The deal itself will be complete once PokerStars wires a $225 million payment to the U.S. government within six days of today's settlement.
Once the money is received, the deal will come into effect, and Full Tilt Poker will be on PokerStars' hands.
As part of the agreement, all civil crime charges and money laundering charges against individuals related to either company will be dropped.
This means that Ray Bitar, Isai Scheinberg, Chris Ferguson, Howard Lederer and other key figures who have still to be trialed in the Black Friday indictment case will likely walk free.
No person involved in the management of Full Tilt Poker pre-Black Friday will however be allowed to serve any significant function once Full Tilt relaunches.
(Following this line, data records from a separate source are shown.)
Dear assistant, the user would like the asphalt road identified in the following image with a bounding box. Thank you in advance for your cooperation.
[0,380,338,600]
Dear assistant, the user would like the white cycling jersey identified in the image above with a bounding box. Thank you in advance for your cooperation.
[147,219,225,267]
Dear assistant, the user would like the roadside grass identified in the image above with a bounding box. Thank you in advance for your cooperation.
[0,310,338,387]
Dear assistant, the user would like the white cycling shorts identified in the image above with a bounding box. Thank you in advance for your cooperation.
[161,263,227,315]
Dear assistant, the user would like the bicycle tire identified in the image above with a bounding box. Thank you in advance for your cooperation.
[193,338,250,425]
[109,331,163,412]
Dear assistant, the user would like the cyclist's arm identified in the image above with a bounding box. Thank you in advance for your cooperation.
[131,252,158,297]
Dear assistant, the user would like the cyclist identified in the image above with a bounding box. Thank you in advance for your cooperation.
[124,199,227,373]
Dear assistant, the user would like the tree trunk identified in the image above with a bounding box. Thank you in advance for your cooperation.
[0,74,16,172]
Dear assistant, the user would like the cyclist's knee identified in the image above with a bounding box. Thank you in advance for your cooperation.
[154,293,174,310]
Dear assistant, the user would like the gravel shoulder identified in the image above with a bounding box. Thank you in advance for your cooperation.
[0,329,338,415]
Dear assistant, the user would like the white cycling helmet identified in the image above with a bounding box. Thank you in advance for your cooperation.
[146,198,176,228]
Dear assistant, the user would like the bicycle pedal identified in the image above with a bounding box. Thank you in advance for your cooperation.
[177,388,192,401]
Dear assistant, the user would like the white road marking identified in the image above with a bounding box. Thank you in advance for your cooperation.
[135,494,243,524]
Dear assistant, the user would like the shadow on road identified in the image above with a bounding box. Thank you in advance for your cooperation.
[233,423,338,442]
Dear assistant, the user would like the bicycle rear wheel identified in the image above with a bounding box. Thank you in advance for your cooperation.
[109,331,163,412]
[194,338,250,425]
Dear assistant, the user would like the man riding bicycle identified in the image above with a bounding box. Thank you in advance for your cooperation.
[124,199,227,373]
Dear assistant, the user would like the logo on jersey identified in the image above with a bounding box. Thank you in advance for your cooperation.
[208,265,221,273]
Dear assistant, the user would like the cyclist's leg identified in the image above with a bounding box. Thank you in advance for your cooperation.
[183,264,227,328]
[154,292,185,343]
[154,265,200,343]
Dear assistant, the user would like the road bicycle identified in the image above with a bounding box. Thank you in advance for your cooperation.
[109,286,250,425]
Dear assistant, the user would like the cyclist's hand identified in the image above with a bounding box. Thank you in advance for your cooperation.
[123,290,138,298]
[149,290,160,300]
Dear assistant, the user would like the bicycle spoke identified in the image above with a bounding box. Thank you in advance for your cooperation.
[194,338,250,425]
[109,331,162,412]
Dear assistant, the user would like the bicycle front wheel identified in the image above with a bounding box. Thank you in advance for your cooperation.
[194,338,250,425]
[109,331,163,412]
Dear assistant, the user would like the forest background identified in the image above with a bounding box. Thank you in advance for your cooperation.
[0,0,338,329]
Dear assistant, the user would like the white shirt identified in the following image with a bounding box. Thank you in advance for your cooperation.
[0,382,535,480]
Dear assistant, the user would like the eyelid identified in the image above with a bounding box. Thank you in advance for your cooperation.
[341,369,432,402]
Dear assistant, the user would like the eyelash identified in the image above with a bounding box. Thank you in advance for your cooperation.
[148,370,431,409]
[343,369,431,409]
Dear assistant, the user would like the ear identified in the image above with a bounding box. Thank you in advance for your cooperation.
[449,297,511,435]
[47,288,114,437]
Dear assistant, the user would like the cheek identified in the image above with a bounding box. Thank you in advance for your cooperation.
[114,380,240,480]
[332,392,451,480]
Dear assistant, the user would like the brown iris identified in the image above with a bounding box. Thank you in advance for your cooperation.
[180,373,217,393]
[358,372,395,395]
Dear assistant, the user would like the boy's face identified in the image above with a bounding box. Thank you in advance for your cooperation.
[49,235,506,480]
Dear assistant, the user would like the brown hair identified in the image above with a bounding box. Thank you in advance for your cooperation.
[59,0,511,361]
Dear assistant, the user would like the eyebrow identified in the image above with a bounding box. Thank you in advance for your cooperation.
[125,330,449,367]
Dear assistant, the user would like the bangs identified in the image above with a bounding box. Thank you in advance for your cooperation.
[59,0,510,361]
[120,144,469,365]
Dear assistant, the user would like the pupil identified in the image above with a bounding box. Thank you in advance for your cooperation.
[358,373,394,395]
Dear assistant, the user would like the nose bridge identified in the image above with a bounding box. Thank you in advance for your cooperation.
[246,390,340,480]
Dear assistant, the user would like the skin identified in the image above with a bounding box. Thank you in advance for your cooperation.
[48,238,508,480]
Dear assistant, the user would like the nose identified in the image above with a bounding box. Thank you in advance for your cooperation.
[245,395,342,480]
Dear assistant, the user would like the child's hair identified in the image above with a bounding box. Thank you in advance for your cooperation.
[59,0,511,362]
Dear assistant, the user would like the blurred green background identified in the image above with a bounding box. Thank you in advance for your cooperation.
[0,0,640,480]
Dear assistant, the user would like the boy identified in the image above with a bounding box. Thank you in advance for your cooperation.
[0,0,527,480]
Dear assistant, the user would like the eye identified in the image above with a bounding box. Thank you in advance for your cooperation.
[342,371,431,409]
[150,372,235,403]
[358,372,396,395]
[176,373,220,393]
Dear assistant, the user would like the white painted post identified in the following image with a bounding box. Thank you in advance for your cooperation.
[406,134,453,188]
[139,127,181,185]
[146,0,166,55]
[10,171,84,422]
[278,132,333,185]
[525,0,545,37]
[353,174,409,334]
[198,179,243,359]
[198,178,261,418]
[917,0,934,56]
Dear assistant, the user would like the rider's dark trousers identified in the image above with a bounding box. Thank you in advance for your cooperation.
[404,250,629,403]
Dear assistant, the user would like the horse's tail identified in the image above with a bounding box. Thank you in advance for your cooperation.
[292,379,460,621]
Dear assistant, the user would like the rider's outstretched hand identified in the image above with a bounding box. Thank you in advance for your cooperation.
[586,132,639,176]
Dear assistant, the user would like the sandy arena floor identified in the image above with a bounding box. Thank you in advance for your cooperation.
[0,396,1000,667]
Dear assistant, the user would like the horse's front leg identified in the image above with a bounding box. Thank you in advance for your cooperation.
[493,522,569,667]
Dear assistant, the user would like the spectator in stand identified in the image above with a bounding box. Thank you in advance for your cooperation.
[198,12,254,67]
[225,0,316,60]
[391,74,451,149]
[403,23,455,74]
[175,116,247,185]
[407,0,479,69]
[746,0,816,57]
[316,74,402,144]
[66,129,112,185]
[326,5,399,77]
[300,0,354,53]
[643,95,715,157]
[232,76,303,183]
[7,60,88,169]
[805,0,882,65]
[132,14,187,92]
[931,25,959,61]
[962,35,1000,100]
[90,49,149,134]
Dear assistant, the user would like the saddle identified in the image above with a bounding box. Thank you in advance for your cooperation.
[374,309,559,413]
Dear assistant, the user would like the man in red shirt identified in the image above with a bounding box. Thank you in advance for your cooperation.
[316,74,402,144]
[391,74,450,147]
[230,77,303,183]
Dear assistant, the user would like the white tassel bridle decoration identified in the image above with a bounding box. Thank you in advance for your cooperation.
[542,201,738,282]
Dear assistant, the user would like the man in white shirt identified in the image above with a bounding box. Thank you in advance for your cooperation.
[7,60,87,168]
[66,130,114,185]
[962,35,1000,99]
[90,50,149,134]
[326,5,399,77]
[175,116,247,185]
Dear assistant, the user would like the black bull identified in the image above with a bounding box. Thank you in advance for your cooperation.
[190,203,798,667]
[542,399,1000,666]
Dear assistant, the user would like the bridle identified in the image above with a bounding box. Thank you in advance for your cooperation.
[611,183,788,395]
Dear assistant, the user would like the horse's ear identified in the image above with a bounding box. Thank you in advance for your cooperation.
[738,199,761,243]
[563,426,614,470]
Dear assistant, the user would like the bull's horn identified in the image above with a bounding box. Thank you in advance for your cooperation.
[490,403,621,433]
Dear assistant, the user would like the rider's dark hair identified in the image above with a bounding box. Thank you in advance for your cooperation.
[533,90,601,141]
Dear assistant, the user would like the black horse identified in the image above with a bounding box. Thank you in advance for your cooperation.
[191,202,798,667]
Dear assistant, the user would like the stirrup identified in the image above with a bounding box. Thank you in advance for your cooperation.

Similarly, Isai Scheinberg - founder of PokerStars and indicted on Black Friday - will be forced to step down from the PokerStars board.
PokerStars has stated that the site aims to have repaid all non-U.S. players their Full Tilt player balances within three months. U.S. players, in turn, will have to file for a remission with the U.S. Department of Justice, who will then handle the American payouts.
Finally, and perhaps most importantly, PokerStars has also declared that the company intends to keep both PokerStars and Full Tilt Poker running as separate poker rooms.
"It's too early to begin disclosing many details about our strategic plans for Full Tilt, but our first order of business is to re-open the site, pay back all of the players and begin rebuilding Full Tilt's reputation," PokerStars wrote in the press release.
"Going forward, we will operate Full Tilt as a separate brand, giving players another leading and trusted platform to enjoy the game."
The arrangement will thus see Full Tilt Poker return to a number of regulated markets, possibly as soon as the site reopens in three months time.
As part of the settlement, both Full Tilt Poker and PokerStars will also be given permission to apply for future online poker licenses in the United States, at both state and federal level.